Yellen Announces Ramped-Up Outreach Initiatives on IRA Energy-Tax Credits: On March 13, Treasury Secretary Janet Yellen announced that the Treasury Department will increase consultations with local governments on utilizing the energy-tax credits in the Inflation Reduction Act (IRA). The department will also aim to increase outreach by joining the Thriving Communities Network, which advocates for the Biden administration’s Justice40 initiative. The IRA allows for state and local governments to claim IRA credits for any clean energy manufacturing credits through the direct pay option that allows qualifying entities to monetize the credits.

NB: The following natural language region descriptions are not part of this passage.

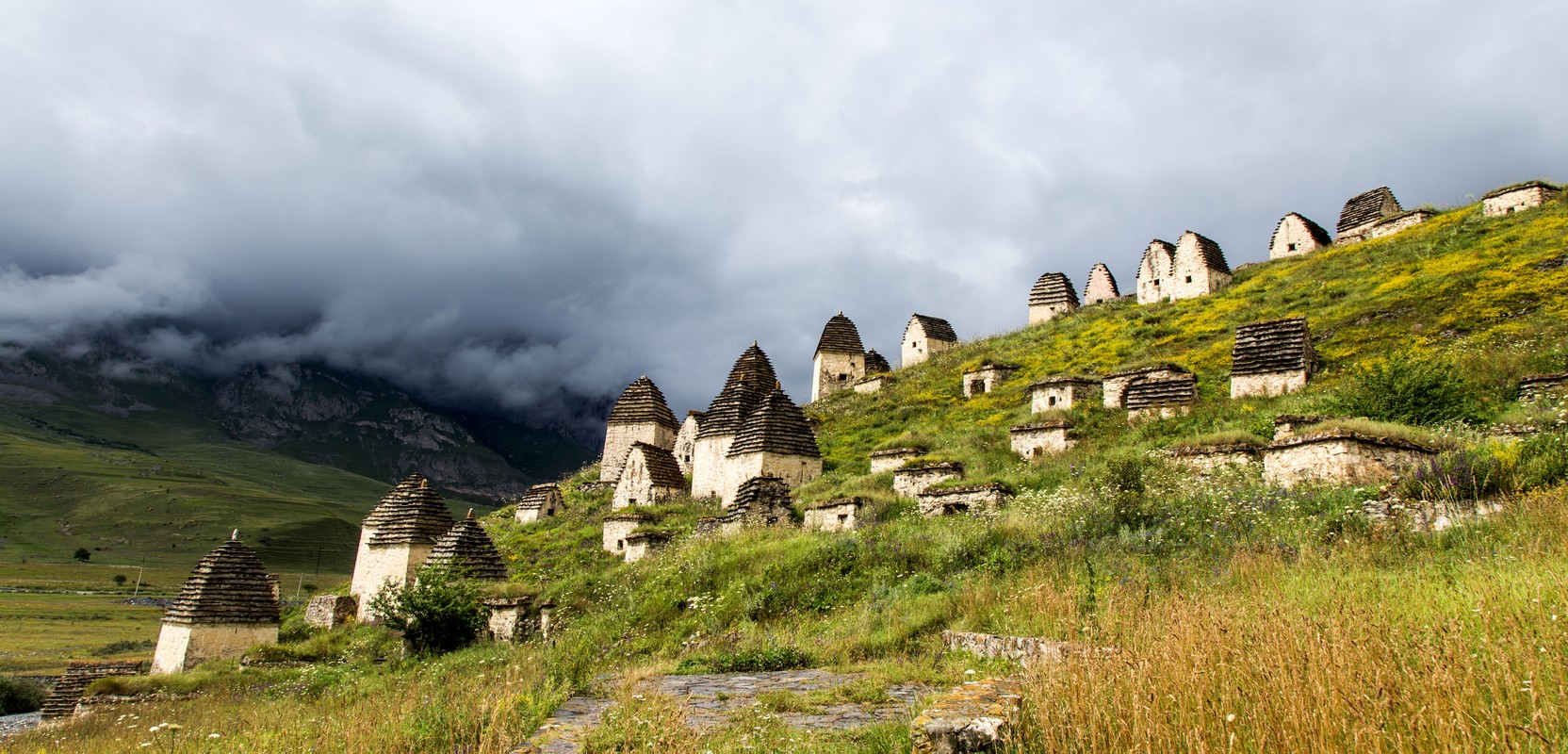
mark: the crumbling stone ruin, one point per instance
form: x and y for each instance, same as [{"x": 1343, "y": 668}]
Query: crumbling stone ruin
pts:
[
  {"x": 1115, "y": 385},
  {"x": 640, "y": 416},
  {"x": 1051, "y": 297},
  {"x": 1518, "y": 198},
  {"x": 840, "y": 359},
  {"x": 649, "y": 477},
  {"x": 1161, "y": 397},
  {"x": 1101, "y": 286},
  {"x": 1297, "y": 236},
  {"x": 63, "y": 697},
  {"x": 467, "y": 549},
  {"x": 226, "y": 607},
  {"x": 925, "y": 337},
  {"x": 987, "y": 378},
  {"x": 1272, "y": 358},
  {"x": 913, "y": 480},
  {"x": 396, "y": 539},
  {"x": 751, "y": 380},
  {"x": 1339, "y": 456},
  {"x": 330, "y": 610},
  {"x": 775, "y": 441},
  {"x": 963, "y": 500},
  {"x": 1062, "y": 394},
  {"x": 1041, "y": 439},
  {"x": 892, "y": 458},
  {"x": 540, "y": 502},
  {"x": 841, "y": 515}
]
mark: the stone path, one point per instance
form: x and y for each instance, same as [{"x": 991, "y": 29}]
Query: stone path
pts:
[{"x": 712, "y": 697}]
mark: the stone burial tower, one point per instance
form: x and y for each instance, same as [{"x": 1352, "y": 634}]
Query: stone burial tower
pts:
[
  {"x": 1051, "y": 297},
  {"x": 396, "y": 539},
  {"x": 226, "y": 607},
  {"x": 750, "y": 383},
  {"x": 840, "y": 359},
  {"x": 640, "y": 416}
]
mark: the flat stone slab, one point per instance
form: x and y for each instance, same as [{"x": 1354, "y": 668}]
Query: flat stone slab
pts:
[{"x": 712, "y": 697}]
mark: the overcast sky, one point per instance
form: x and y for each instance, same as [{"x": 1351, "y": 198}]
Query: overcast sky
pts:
[{"x": 535, "y": 203}]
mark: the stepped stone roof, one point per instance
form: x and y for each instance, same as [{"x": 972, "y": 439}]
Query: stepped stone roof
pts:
[
  {"x": 1208, "y": 251},
  {"x": 1275, "y": 345},
  {"x": 1367, "y": 207},
  {"x": 1101, "y": 286},
  {"x": 750, "y": 381},
  {"x": 875, "y": 363},
  {"x": 1315, "y": 231},
  {"x": 642, "y": 402},
  {"x": 935, "y": 328},
  {"x": 229, "y": 585},
  {"x": 776, "y": 427},
  {"x": 840, "y": 336},
  {"x": 662, "y": 467},
  {"x": 467, "y": 548},
  {"x": 411, "y": 513},
  {"x": 1147, "y": 394},
  {"x": 1053, "y": 288}
]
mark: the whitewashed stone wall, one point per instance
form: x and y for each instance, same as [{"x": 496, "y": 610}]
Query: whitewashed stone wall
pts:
[
  {"x": 184, "y": 647},
  {"x": 913, "y": 482},
  {"x": 1338, "y": 458}
]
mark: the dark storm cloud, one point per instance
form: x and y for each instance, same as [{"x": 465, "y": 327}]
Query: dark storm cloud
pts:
[{"x": 533, "y": 205}]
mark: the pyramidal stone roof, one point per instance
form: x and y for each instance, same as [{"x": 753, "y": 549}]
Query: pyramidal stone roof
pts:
[
  {"x": 840, "y": 336},
  {"x": 1209, "y": 251},
  {"x": 1275, "y": 345},
  {"x": 750, "y": 381},
  {"x": 1101, "y": 286},
  {"x": 776, "y": 427},
  {"x": 466, "y": 548},
  {"x": 411, "y": 513},
  {"x": 229, "y": 585},
  {"x": 662, "y": 467},
  {"x": 1367, "y": 207},
  {"x": 642, "y": 403},
  {"x": 935, "y": 328},
  {"x": 1053, "y": 288}
]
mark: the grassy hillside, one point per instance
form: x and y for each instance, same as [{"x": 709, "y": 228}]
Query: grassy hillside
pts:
[{"x": 1241, "y": 616}]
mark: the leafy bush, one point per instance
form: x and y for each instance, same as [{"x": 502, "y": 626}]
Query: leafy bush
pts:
[
  {"x": 438, "y": 614},
  {"x": 19, "y": 695},
  {"x": 1410, "y": 389}
]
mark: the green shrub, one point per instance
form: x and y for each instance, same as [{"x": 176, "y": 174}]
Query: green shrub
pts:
[{"x": 19, "y": 695}]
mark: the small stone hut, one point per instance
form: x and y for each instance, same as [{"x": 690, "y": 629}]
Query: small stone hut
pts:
[
  {"x": 1297, "y": 236},
  {"x": 1364, "y": 210},
  {"x": 841, "y": 515},
  {"x": 1101, "y": 286},
  {"x": 467, "y": 549},
  {"x": 1154, "y": 271},
  {"x": 1051, "y": 297},
  {"x": 775, "y": 441},
  {"x": 640, "y": 416},
  {"x": 925, "y": 337},
  {"x": 1115, "y": 385},
  {"x": 1041, "y": 439},
  {"x": 1518, "y": 198},
  {"x": 987, "y": 378},
  {"x": 651, "y": 475},
  {"x": 748, "y": 385},
  {"x": 1062, "y": 392},
  {"x": 840, "y": 359},
  {"x": 226, "y": 607},
  {"x": 1162, "y": 397},
  {"x": 396, "y": 539},
  {"x": 1272, "y": 358},
  {"x": 540, "y": 502}
]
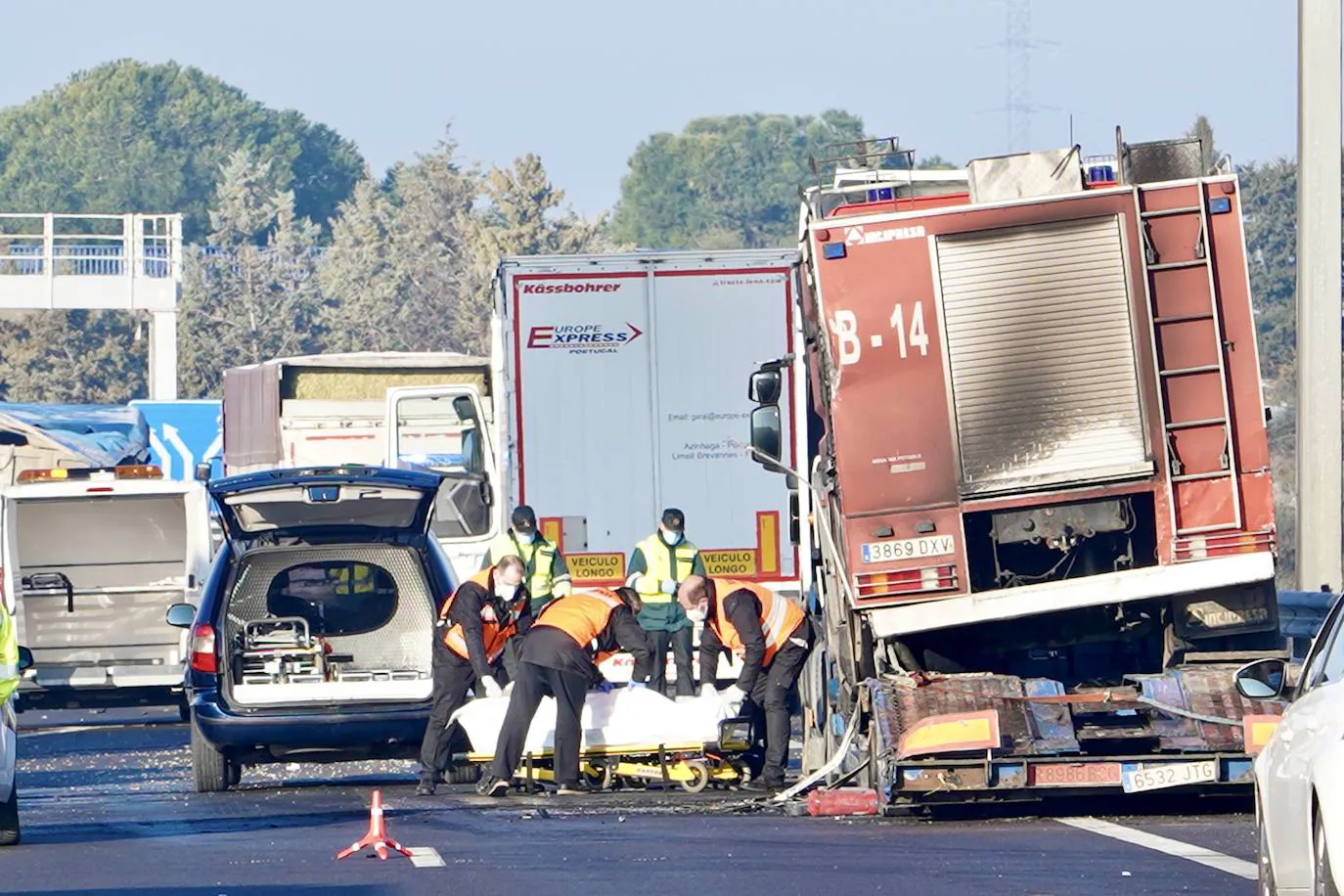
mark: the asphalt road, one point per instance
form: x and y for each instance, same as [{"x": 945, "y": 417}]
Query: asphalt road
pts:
[{"x": 108, "y": 809}]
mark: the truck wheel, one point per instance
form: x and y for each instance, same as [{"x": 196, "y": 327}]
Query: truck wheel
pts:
[
  {"x": 1324, "y": 874},
  {"x": 10, "y": 819},
  {"x": 210, "y": 769}
]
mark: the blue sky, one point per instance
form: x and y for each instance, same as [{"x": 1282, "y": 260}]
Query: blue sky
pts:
[{"x": 582, "y": 82}]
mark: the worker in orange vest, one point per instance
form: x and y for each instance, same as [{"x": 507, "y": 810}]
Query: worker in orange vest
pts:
[
  {"x": 772, "y": 637},
  {"x": 558, "y": 658},
  {"x": 474, "y": 625}
]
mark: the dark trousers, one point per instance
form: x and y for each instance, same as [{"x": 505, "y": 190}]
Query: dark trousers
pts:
[
  {"x": 532, "y": 684},
  {"x": 680, "y": 644},
  {"x": 452, "y": 679},
  {"x": 769, "y": 704}
]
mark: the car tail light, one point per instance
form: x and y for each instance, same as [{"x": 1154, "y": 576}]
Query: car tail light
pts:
[{"x": 203, "y": 649}]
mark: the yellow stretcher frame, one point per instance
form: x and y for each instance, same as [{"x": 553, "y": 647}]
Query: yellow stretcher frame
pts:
[{"x": 694, "y": 766}]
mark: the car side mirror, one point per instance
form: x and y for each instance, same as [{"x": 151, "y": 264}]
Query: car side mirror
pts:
[
  {"x": 765, "y": 385},
  {"x": 180, "y": 615},
  {"x": 1261, "y": 680}
]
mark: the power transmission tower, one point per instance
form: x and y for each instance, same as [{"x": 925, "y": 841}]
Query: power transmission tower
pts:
[{"x": 1017, "y": 43}]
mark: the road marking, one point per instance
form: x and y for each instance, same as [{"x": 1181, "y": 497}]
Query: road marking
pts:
[
  {"x": 1238, "y": 867},
  {"x": 425, "y": 857}
]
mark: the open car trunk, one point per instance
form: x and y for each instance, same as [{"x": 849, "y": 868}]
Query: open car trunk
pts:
[
  {"x": 331, "y": 625},
  {"x": 96, "y": 575}
]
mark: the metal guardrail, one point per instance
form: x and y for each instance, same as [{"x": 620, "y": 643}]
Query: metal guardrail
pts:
[{"x": 54, "y": 245}]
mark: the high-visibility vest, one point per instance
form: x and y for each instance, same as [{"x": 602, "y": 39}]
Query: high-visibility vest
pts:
[
  {"x": 780, "y": 618},
  {"x": 8, "y": 654},
  {"x": 582, "y": 615},
  {"x": 363, "y": 579},
  {"x": 538, "y": 558},
  {"x": 493, "y": 634},
  {"x": 660, "y": 559}
]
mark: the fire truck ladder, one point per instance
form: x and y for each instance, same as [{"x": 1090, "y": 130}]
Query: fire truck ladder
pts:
[{"x": 1191, "y": 363}]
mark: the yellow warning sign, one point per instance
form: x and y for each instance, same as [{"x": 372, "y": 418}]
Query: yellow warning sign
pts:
[
  {"x": 730, "y": 563},
  {"x": 597, "y": 568}
]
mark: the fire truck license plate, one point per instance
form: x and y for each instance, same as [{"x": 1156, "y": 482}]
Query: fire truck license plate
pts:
[
  {"x": 1170, "y": 776},
  {"x": 929, "y": 546}
]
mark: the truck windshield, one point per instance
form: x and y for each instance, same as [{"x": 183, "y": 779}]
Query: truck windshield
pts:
[{"x": 442, "y": 434}]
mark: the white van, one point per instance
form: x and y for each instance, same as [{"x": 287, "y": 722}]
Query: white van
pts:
[{"x": 93, "y": 559}]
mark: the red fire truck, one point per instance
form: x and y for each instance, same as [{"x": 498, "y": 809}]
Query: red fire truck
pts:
[{"x": 1031, "y": 470}]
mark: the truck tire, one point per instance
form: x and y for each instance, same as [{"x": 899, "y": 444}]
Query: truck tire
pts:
[
  {"x": 10, "y": 819},
  {"x": 210, "y": 769}
]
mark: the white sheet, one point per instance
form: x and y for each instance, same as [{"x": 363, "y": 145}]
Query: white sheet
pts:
[{"x": 637, "y": 719}]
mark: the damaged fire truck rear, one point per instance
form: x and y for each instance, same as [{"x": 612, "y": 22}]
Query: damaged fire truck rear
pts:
[{"x": 1041, "y": 517}]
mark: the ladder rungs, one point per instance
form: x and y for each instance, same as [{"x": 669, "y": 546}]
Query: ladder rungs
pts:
[
  {"x": 1195, "y": 425},
  {"x": 1183, "y": 319},
  {"x": 1195, "y": 262},
  {"x": 1195, "y": 477},
  {"x": 1183, "y": 371},
  {"x": 1165, "y": 212}
]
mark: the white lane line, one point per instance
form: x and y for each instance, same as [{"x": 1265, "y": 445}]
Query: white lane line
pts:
[
  {"x": 1238, "y": 867},
  {"x": 425, "y": 857}
]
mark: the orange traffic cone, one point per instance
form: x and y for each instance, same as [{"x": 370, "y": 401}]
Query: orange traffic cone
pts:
[{"x": 377, "y": 835}]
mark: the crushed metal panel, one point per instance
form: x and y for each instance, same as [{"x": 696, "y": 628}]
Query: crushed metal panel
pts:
[
  {"x": 1041, "y": 345},
  {"x": 899, "y": 704},
  {"x": 251, "y": 416},
  {"x": 1024, "y": 175}
]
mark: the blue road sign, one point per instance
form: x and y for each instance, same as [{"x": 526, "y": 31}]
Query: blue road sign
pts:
[{"x": 183, "y": 434}]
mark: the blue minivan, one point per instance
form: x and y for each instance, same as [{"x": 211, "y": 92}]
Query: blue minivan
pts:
[{"x": 313, "y": 639}]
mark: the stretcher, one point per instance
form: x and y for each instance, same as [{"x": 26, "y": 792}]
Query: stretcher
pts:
[{"x": 629, "y": 738}]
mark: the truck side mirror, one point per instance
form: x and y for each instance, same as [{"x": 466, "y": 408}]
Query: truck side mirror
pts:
[
  {"x": 765, "y": 385},
  {"x": 766, "y": 431},
  {"x": 1261, "y": 680},
  {"x": 180, "y": 615}
]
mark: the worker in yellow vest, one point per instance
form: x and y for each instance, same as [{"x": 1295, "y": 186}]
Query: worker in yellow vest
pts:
[
  {"x": 773, "y": 639},
  {"x": 547, "y": 576},
  {"x": 657, "y": 564}
]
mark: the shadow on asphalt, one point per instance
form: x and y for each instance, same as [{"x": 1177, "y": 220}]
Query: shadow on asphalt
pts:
[
  {"x": 326, "y": 889},
  {"x": 356, "y": 817}
]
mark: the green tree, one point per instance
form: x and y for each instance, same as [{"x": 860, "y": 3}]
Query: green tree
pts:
[
  {"x": 725, "y": 180},
  {"x": 128, "y": 136},
  {"x": 394, "y": 273},
  {"x": 79, "y": 356},
  {"x": 245, "y": 302},
  {"x": 523, "y": 216}
]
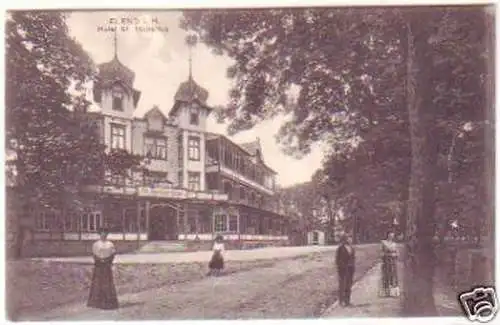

Some local officials have expressed concerns that the direct-pay mechanism may induce local governments to accrue budget deficits to finance projects that may prove to be ineligible, but White House officials noted that the federal government will offer bridge financing and budget planning initiatives to mitigate these concerns.
 
Ways and Means Republicans Probe IRS on Remote Work Policy: Reps. David Kustoff (R-TN) and Ron Estes (R-KS), joined by eight Republicans on the House Ways and Means Committee, wrote a letter to IRS Commissioner Daniel Werfel on March 12 discussing the IRS’s telework policies and how the policy may adversely affect taxpayer service and information security. The letter notes that taxpayers have reported difficulty in reaching the IRS and having inquiries resolved, and that the possibility of IRS employees and contractors accessing sensitive information remotely “ultimately increases the risk of unauthorized access and disclosure.” The representatives ask the commissioner to respond to eight questions concerning how many IRS employees work remotely and the sensitivity of information they are able to access remotely.

 


 

Hearings and Events


House Ways and Means Committee
The House Ways and Means Committee has no tax hearings scheduled for this week.
 
Senate Finance Committee
On March 21, the Senate Finance Committee will hold a hearing titled “Hearing on the President’s Fiscal Year 2025 Budget.”